Ethan Foltz, 22, was arrested and charged in the District of Alaska with developing and administering the Rapper Bot DDoS-for-hire botnet active since at least 2021. Operators used brute-force campaigns in August and December 2022 to compromise devices with weak SSH and Telnet credentials. In 2023 the botnet expanded into cryptojacking for Intel x64 machines, initially deploying a separate Monero miner before merging it into the Rapper Bot binary. The botnet targeted DVRs and Wi‑Fi routers across more than 80 countries, impacted a US Department of Defense network and major tech firms including X, and conducted hundreds of thousands of attacks.
Campaigns in August 2022 and December 2022 focused on brute-forcing devices with weak or default SSH and Telnet credentials to expand the botnet's footprint for launching DDoS attacks. The following year, analysis from Fortinet shows it started branching out into cryptojacking, specifically for Intel x64 machines. At first, the attackers deployed and executed a separate Monero cryptominer alongside the usual Rapper Bot binary, later combining both functionalities into a single bot.

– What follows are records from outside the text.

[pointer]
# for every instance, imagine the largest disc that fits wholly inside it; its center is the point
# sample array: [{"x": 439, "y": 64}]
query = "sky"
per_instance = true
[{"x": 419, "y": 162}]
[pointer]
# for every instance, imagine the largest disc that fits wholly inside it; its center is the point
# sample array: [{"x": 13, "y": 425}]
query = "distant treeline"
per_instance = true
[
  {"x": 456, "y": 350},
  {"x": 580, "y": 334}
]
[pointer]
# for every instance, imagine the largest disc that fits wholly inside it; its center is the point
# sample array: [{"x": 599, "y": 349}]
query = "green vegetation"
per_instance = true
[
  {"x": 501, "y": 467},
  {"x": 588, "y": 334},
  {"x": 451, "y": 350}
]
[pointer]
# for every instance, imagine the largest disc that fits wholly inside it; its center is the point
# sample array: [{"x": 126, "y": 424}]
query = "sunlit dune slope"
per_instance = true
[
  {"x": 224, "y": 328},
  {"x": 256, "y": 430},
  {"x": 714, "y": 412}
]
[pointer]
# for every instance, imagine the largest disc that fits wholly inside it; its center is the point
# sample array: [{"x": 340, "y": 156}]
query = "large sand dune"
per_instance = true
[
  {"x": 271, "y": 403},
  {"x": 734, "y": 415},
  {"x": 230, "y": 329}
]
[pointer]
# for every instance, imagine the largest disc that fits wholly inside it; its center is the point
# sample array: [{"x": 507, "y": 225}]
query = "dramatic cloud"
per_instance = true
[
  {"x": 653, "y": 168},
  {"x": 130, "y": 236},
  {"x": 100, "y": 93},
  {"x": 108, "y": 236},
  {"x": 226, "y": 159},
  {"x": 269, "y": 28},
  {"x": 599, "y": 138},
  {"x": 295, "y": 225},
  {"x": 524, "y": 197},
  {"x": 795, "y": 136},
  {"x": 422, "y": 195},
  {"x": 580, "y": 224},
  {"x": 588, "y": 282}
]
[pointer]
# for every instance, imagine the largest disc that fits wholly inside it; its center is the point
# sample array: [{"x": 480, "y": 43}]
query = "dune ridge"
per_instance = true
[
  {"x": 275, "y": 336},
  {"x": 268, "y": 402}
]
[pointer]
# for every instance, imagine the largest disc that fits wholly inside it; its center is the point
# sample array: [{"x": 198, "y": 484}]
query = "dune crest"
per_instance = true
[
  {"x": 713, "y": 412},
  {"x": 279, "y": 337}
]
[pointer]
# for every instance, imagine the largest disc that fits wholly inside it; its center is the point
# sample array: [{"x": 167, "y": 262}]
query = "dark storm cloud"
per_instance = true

According to authorities, Rapper Bot has been responsible for more than 370,000 attacks since April, targeting 18,000 unique victims. It used between 65,000 and 95,000 infected victim devices to regularly conduct DDoS attacks that amounted to between two to three terabits per second, with the largest attack believed to have topped six terabits per second. Even the smallest of these could cost the victim up to $10,000, according to the Department of Justice (DOJ).